Phillips has always been a curious figure in British public life. He speaks out passionately about both racism and what he has described as oversensitivity about race; he chaired the U.K.’s Equality and Human Rights Commission from 2007 to 2012 and has made documentaries with titles like “Has Political Correctness Gone Mad?” His views have, inevitably, annoyed people on both the right and the left of the political divide. “Story of my life,” he says. “There’s always somebody who is ready to call me some rude name because I don’t agree with them.”

Yet Phillips’ self-described “unorthodox” views are precisely what make him uniquely placed to host “The Great Debate,” which seems like it might offer an antidote to the political polarization so prevalent today. “I think the thing that I will want to insist on is that people express themselves robustly. But then, when they have done that, they listen to other people, and they respond to them honestly,” Phillips says of his plans for the show.

“They might not change their minds. But what’s not permissible is simply to respond to others by shouting at them, and telling them that they’re stupid or ignorant. Let’s be frank, part of the way that people do these things these days is to say ‘You may not say what you’ve just said, because you’re a racist or a transphobe’ or whatever it is. We’re not going to have any of that.”

However, in light of current concerns about people with zero expertise being given equal prominence alongside those with decades of know-how (the discussion around vaccines being one example), is Phillips worried about hosting a show that deliberately pits laypeople alongside eminent figures in their fields? “This is not a show for nutwhacks,” Phillips says firmly. “It is not a show in which we are going to be exploring ludicrous conspiracy theories.”

“But what we are going to do is have two rules. One is [that] no topic is off limits. And secondly, everything that we talk about, we want to be evidence-based.
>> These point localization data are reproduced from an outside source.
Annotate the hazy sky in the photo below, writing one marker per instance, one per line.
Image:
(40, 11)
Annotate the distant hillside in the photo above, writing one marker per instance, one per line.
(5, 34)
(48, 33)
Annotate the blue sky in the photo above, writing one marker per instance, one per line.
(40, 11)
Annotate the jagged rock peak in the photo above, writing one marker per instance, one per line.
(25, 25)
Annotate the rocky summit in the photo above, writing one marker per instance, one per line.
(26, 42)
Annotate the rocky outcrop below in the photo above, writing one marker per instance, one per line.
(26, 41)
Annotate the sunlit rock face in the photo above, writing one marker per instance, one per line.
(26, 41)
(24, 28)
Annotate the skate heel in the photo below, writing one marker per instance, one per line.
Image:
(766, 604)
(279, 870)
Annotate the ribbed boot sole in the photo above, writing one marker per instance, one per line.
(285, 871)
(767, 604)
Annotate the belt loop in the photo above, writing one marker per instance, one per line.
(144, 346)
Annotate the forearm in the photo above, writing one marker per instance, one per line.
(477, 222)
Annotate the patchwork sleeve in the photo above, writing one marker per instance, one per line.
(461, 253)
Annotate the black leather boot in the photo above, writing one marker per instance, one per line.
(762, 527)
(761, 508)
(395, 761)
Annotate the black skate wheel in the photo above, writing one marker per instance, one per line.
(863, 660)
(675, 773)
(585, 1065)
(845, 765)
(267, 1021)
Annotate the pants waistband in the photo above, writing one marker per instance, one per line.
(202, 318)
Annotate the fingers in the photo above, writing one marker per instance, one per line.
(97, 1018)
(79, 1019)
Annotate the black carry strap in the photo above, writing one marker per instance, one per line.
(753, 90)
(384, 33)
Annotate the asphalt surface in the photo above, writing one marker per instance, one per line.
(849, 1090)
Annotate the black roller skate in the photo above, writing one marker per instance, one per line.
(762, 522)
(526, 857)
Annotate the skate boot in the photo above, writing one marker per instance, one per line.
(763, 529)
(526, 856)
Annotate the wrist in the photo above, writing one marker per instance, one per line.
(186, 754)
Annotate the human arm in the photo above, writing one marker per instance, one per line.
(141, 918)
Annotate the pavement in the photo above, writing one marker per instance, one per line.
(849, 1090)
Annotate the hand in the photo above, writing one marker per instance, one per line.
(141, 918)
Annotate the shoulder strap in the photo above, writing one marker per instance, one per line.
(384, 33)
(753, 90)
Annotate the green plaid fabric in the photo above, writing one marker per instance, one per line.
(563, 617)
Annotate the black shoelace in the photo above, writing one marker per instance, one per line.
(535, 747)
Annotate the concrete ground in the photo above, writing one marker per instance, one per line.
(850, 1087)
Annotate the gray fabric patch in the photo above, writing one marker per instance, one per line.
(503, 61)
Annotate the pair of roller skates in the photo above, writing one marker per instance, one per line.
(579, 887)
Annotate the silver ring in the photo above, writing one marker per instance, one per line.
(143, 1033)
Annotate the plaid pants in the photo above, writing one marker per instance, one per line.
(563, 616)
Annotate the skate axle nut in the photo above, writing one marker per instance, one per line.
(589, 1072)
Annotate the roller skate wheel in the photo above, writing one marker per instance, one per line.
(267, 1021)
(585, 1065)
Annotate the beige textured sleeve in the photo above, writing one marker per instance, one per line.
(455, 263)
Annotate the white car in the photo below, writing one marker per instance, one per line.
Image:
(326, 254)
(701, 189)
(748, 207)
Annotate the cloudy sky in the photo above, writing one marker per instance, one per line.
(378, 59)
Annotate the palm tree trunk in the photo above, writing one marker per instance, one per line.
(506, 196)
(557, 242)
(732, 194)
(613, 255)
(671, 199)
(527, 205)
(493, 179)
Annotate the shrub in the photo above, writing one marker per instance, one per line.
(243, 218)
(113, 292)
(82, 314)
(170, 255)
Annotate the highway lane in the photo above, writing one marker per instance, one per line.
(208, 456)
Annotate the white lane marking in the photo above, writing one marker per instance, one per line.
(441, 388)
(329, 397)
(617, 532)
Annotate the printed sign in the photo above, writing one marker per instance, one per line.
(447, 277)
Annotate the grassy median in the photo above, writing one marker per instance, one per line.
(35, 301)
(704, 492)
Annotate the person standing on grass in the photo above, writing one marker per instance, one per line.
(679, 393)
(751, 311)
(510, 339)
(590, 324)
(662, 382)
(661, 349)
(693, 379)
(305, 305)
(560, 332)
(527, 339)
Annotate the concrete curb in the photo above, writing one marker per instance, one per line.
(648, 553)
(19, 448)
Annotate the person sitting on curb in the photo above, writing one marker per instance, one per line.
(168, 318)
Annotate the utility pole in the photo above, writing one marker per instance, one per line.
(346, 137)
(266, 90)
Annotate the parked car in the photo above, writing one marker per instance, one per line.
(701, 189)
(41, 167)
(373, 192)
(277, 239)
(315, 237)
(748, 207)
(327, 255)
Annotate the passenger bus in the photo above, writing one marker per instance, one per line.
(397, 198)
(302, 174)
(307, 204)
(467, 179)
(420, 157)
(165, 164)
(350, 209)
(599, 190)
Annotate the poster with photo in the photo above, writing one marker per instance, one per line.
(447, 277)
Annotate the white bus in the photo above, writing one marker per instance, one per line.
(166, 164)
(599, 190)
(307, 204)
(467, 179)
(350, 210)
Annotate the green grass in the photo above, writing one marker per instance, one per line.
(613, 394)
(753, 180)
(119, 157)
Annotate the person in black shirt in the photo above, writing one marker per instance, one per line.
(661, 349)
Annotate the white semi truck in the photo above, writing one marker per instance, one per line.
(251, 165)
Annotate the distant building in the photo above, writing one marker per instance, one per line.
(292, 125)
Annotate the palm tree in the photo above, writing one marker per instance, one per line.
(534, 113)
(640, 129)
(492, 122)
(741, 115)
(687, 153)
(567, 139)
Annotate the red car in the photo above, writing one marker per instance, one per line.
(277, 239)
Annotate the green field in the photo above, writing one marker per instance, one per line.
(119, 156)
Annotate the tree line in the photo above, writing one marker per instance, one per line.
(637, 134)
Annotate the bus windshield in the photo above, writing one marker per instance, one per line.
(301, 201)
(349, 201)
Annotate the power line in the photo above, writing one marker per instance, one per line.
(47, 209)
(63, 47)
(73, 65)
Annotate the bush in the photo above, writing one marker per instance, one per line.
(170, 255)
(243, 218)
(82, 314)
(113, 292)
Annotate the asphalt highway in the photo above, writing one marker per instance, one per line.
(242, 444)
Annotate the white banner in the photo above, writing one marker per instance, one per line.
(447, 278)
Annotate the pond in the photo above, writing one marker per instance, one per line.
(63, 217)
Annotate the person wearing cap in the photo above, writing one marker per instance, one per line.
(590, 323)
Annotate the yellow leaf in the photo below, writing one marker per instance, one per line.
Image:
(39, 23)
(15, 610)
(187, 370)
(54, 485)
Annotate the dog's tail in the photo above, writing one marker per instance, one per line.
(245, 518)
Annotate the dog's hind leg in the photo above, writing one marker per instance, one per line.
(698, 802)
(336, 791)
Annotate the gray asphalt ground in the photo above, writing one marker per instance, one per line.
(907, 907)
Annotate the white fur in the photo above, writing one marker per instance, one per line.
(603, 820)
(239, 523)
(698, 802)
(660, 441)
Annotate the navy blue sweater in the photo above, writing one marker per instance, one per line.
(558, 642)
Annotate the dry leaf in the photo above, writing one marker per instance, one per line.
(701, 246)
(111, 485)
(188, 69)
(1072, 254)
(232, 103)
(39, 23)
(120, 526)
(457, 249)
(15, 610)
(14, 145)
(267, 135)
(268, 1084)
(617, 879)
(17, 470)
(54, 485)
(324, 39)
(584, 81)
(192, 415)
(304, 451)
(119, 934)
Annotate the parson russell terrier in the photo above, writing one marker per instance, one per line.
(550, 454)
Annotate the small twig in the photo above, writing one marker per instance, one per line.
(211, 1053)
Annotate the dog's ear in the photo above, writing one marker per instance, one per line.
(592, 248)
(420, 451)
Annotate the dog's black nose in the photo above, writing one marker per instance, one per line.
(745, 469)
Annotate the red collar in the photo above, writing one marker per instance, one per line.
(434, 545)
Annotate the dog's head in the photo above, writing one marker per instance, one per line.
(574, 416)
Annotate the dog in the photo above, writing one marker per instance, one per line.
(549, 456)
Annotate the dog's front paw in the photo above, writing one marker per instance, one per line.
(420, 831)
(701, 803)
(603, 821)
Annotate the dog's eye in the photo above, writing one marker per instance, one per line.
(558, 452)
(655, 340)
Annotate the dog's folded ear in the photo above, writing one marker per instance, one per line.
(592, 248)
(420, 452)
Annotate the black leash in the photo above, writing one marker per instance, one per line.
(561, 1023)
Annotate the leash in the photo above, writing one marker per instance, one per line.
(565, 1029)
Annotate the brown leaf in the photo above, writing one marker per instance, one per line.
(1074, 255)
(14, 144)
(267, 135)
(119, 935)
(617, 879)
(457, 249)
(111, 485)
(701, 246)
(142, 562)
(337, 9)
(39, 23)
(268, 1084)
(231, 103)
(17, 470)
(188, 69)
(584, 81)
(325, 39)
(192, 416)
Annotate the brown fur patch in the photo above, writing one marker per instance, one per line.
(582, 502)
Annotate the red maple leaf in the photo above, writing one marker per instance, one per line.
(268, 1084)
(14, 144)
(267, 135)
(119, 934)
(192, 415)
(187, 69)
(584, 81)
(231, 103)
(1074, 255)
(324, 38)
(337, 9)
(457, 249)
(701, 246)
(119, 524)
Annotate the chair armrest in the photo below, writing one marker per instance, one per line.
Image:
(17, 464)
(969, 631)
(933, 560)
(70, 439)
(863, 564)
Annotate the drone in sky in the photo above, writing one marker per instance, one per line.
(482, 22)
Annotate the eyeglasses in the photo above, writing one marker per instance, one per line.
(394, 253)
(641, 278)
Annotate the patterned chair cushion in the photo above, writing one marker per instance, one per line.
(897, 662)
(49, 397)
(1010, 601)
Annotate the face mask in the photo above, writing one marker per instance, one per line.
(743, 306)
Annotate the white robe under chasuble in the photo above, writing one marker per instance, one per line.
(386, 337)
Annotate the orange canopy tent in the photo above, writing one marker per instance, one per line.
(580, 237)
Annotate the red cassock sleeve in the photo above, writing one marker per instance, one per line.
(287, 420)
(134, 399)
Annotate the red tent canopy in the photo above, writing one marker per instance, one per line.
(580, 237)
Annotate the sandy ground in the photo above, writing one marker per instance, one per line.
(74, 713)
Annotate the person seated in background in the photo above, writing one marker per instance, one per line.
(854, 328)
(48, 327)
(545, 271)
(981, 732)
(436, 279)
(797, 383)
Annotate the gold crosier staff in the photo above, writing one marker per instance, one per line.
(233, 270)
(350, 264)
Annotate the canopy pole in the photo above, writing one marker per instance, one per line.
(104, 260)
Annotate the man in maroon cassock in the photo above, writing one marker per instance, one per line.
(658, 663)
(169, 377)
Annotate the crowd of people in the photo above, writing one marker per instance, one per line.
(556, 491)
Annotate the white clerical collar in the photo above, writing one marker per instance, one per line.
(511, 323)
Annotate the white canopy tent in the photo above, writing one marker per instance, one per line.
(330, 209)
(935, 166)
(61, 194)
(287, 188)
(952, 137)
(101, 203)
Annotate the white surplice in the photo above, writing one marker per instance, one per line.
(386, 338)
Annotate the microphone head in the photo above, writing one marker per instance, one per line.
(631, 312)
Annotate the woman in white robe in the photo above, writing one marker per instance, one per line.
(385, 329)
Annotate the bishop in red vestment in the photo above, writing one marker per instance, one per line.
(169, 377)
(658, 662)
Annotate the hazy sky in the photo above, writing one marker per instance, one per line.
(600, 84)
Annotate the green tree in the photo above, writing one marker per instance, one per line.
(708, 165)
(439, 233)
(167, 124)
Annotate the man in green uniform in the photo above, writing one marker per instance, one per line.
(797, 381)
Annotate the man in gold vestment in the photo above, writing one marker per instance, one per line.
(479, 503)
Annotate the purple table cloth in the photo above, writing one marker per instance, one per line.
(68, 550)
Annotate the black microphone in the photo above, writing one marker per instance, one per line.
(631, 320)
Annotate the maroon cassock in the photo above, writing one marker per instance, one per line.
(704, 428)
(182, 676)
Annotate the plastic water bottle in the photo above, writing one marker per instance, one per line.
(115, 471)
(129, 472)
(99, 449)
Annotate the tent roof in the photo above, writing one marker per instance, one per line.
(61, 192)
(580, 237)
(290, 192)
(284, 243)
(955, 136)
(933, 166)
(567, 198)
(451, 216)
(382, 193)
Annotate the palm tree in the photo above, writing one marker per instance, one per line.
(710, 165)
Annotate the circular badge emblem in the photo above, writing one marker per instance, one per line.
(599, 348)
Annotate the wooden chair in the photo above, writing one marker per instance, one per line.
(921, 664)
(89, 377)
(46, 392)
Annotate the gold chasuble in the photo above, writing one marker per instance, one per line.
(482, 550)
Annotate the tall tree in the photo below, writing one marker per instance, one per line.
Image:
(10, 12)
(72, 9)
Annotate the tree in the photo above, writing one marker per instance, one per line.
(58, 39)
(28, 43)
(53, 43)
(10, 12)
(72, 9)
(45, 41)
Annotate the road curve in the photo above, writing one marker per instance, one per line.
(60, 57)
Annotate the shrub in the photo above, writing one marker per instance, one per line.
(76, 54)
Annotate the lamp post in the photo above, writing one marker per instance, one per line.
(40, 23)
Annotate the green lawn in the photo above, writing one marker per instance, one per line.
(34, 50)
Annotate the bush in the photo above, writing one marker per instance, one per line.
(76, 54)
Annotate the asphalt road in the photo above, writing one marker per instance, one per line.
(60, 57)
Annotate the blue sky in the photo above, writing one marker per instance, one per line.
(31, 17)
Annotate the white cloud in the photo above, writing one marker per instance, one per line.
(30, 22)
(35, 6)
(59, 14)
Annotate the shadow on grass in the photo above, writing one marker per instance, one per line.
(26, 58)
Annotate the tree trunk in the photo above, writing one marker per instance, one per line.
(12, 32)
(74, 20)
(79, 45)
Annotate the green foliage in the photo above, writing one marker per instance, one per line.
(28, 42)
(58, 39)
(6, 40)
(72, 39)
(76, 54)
And that doesn’t mean you have to have written an important scientific paper, but what it might mean is that you can tell us about your real experience.”

By which he means lived experience, rather than reading something on Instagram or Twitter “à la Nicki Minaj and what the Trinidadians call the ‘bridegroom’s flat tire,’” he adds mischievously, referring to the rapper’s recent (disputed) claim that the COVID-19 vaccine can cause erectile dysfunction.

Given his temperate views, it’s unsurprising Phillips seems to be one of the few people in British broadcasting who doesn’t appear to be revelling in the chaos emerging at rival network GB News. “I think that there’s a certain snobbishness towards GB News,” says Phillips, who admits he is friends with its recently departed anchor Andrew Neil. “It’s not my station but I think the competition it offers is incredibly important. Because it should make the rest of us better and more responsive to our whole audience.”

Phillips is, however, vocal in his condemnation of the U.K.’s public service broadcasters, especially when it comes to their lack of diversity. In 2016 he called BBC 2 Britain’s “whitest TV station” and, of Channel 4’s recent “Black to Front” initiative, tells Variety that “People should not be distracted by gimmicks. For example, having a day of all-Black programming. Fine. Okay. But actually, who’s really in charge?”

In particular, Phillips points out that it’s Sky who finally elevated him (and Sophy Ridge) via their Sunday morning politics show to a “seat of authority” previously occupied only by white men such as Andrew Marr, Robert Peston and, of course, Andrew Neil. “The [PSBs] all talk a good game,” he says. “But which of those broadcasters has actually put a woman or a person of color in a seat of authority?”

While “Trevor Phillips on Sunday” is targeted towards “people who are really interested in politics” (“Let’s be frank, your average person is not getting up at 8:30 on Sunday morning to watch politics,” he says), “The Great Debate,” which launches Monday at 9 p.m. GMT, is aimed at a more general audience. And despite tackling serious topics, he intends for it to be entertaining.

“I think the worst thing in public life is to take yourself too seriously,” says Phillips. “Nobody in this country likes somebody who thinks that every word that drips from their lips is world-shaking. Because if you’re that sort of person, frankly, you never get invited to a party.”